New technologies and business practices are making many skills obsolete but also requiring new skills, to perform new tasks within new working environments. To remain relevant, we must remain agile and learn new behaviors and skills.
Individuals need to make informed choices and learn the competencies they need, rather than developing skills that are becoming redundant. And employers need to communicate the skills and behaviors they need to help employees, potential employees, education, and learning platforms make informed decisions.

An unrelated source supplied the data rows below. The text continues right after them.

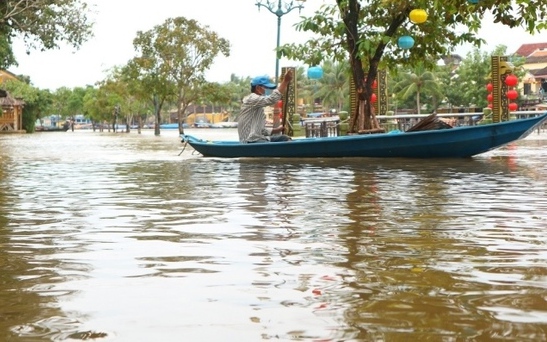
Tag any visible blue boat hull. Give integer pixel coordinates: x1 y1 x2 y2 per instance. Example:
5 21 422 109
182 113 547 158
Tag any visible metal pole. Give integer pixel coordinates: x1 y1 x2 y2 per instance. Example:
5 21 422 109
275 12 281 84
256 0 304 84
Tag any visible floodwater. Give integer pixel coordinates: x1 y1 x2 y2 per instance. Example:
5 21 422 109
0 129 547 342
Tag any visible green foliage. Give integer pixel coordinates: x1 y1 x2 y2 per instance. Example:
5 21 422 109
278 0 547 130
126 17 230 135
0 0 92 69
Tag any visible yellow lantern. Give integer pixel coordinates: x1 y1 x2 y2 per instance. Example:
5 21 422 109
408 9 427 24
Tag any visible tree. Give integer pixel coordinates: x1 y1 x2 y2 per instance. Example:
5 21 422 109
278 0 547 132
130 17 230 135
395 64 442 114
314 60 349 111
0 0 93 69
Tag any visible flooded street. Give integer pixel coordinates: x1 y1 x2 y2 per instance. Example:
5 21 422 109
0 129 547 342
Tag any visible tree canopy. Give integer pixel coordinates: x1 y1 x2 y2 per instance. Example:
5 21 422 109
126 17 230 135
0 0 93 69
278 0 547 132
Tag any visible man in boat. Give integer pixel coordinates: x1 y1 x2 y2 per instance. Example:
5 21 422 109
237 70 293 143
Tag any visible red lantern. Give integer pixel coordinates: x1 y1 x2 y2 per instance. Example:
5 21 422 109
505 74 519 87
509 102 519 111
507 89 519 100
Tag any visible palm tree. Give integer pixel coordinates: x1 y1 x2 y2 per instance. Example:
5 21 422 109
313 61 350 111
394 64 443 114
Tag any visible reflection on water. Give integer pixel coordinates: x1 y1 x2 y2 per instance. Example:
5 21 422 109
0 130 547 341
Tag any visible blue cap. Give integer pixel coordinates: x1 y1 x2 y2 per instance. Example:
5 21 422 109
251 75 277 89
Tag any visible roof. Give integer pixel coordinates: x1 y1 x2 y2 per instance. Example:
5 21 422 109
0 91 25 107
515 43 547 57
525 56 547 64
529 67 547 78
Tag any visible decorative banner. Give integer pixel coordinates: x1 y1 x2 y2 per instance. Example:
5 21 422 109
491 56 513 122
280 67 300 137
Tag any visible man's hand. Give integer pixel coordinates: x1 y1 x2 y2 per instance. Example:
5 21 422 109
272 126 285 134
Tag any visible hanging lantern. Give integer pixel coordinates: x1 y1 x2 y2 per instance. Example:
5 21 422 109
505 74 519 87
507 89 519 100
509 102 519 111
408 9 427 24
397 36 414 50
308 66 323 80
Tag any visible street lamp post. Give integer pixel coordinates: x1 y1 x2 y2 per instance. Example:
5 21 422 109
256 0 305 84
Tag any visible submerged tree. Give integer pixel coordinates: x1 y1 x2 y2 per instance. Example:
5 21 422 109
278 0 547 132
0 0 92 69
127 17 230 135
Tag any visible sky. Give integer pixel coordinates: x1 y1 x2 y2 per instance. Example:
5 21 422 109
9 0 547 91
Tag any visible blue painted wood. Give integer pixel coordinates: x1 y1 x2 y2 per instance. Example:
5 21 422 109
182 113 547 158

To enable a new era new systems, underpinned with well-defined competencies, can provide useful tools to communicate the:
skills and behaviors required to perform in the workplace
and the new topics to be taught by schools, colleges, and universities
and the competencies and skills that individuals can acquire from online courses
and the competencies being represented by electronically authenticated credentials such as open badges
and provide insights into the skill gaps of individuals, teams, organizations and communities
For many years, competency definitions have been developed by trade and professional associations, employers, governments, and vendors. However, these are often being distributed in formats that are not easy for machines to read.
With the use of standard data formats and new technologies, competency definitions can be more easily developed, maintained, discovered, and used. Using open data standards competency definitions can:
Be easily traded within new types of marketplaces.
And be transformed to align with learning systems, assessments, job postings, job descriptions, and tasks to be performed.
And enable a new generation of software to develop, maintain, de-dup, and publish competency definitions, and provide new integrations to align talent management systems.
And linking competency definitions to competency frameworks for occupations, job postings, learning opportunities and credentials.
As the future unfolds our competencies will be a currency. Just as currency comes in all shapes and sizes so do competencies. Micro-credentials and credentials let individuals understand and represent their competencies easily.